世界問題としての議論を始めるのであれば、理想は、無前提に地域と問題にぶちあたることである。しかし現実には地理においても、事項においても、私たち共同研究者の関心と持ち味を勘案しつつ、ある程度の選択と集中を進めることも不可欠である。
2017年の新年にあたり、以下の三つのキーワードを提示することによって、これからしばらくの私たちの共同研究の手がかりとしておきたい。

  • 地域としての「ユーラシア」。これまで私たちが積み上げてきた分析の圧倒的地域的関心は、ユーラシアにあった。もちろん、日本はその東の端に位置するわけであり、そこは直に太平洋に面しているわけであるから、このユーラシアは太平洋含みのユーラシアとして考えたい。これから二年余り、私たちの分析の主要関心地域は、そういう意味でのユーラシアであり続けるということである。
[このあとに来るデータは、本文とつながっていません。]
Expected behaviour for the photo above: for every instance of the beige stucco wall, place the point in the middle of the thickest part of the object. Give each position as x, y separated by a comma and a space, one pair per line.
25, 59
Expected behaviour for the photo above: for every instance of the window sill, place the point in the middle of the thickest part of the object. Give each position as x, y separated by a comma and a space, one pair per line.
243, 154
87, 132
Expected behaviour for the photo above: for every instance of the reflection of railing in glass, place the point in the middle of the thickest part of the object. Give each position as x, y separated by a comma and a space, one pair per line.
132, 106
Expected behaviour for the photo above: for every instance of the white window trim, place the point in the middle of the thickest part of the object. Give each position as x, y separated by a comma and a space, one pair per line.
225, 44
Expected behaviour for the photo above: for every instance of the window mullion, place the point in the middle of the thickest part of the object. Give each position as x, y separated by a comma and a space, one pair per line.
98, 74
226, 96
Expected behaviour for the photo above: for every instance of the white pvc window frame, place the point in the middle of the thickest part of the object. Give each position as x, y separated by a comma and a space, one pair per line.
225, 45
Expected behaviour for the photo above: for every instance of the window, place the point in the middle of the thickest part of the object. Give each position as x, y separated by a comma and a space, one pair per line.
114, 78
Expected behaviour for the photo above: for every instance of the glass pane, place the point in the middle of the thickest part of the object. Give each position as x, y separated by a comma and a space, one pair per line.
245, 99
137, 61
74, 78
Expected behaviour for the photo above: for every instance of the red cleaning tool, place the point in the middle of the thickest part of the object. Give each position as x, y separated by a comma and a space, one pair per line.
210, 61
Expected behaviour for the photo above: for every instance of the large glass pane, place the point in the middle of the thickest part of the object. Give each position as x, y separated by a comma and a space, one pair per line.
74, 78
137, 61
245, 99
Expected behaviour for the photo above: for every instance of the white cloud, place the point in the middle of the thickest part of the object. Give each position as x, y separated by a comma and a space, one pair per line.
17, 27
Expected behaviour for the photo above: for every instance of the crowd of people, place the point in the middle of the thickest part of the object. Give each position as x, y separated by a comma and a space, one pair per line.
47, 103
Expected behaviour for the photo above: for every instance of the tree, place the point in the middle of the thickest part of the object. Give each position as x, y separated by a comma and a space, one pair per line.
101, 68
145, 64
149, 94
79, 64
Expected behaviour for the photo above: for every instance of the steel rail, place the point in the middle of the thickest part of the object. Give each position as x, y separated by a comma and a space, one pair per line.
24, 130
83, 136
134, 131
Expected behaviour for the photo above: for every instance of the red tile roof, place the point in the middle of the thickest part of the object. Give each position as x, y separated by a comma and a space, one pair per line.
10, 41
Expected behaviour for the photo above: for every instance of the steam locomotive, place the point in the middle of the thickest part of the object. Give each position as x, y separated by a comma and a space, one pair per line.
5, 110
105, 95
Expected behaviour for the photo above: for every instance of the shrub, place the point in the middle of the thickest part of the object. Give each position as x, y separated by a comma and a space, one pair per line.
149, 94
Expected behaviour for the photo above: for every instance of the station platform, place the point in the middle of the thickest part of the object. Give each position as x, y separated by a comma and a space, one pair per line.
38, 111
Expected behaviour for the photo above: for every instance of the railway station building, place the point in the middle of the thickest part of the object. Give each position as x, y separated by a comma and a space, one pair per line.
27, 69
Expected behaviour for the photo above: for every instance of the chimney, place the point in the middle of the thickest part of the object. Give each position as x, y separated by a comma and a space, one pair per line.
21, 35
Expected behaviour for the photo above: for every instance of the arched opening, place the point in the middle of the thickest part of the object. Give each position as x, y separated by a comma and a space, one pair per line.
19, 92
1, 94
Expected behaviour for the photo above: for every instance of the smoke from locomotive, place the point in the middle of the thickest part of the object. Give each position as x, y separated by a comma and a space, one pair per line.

  • 内部への切り口としての「市民社会」。内部に切り込むにあたって、多数の研究者がもった共通の問題意識が「市民社会」の形成だった。もちろん国によってこの課題は大きく変わる。けれども少なくとも日本にとって喫緊であり、かつ、多くの国にとってとても重要になりつつあるのは、この課題ではなかろうか。何らかの形で、この側面を深めながら議論していきたいという方向性に異論は見られなかった。
  • 外部への切り口としての「和らぎの外交」。ユーラシア大陸に日本として切り込むことを一言で要約するなら、それは「外交」ということになるだろう。しかしここは、あえて、『日本発の「世界」思想』の最後の結論としてうちだした「和らぎの外交」をキーワードとしておきたい。この言葉を考えることによって、私たちは常に、これまでの研究のエッセンスに戻ることになる。これはまた、アイデンティティについての相互認識を鍵としながら、ロシアとの関係をも、沖縄との関係をも深めようとするにあたって、見事に共通する切り口だと思う。

世界問題研究所がこれまで組織的な努力を重ねてきた上海、ソウル、台北、モスクワ、ワシントン、ライデン、更に、ハノイ、キャンベラ等との知的ネットワークの強化に引き続き注力するは、言うまでもない。
学内・学外で各位の一層の理解と支援を、心よりお願いするものである。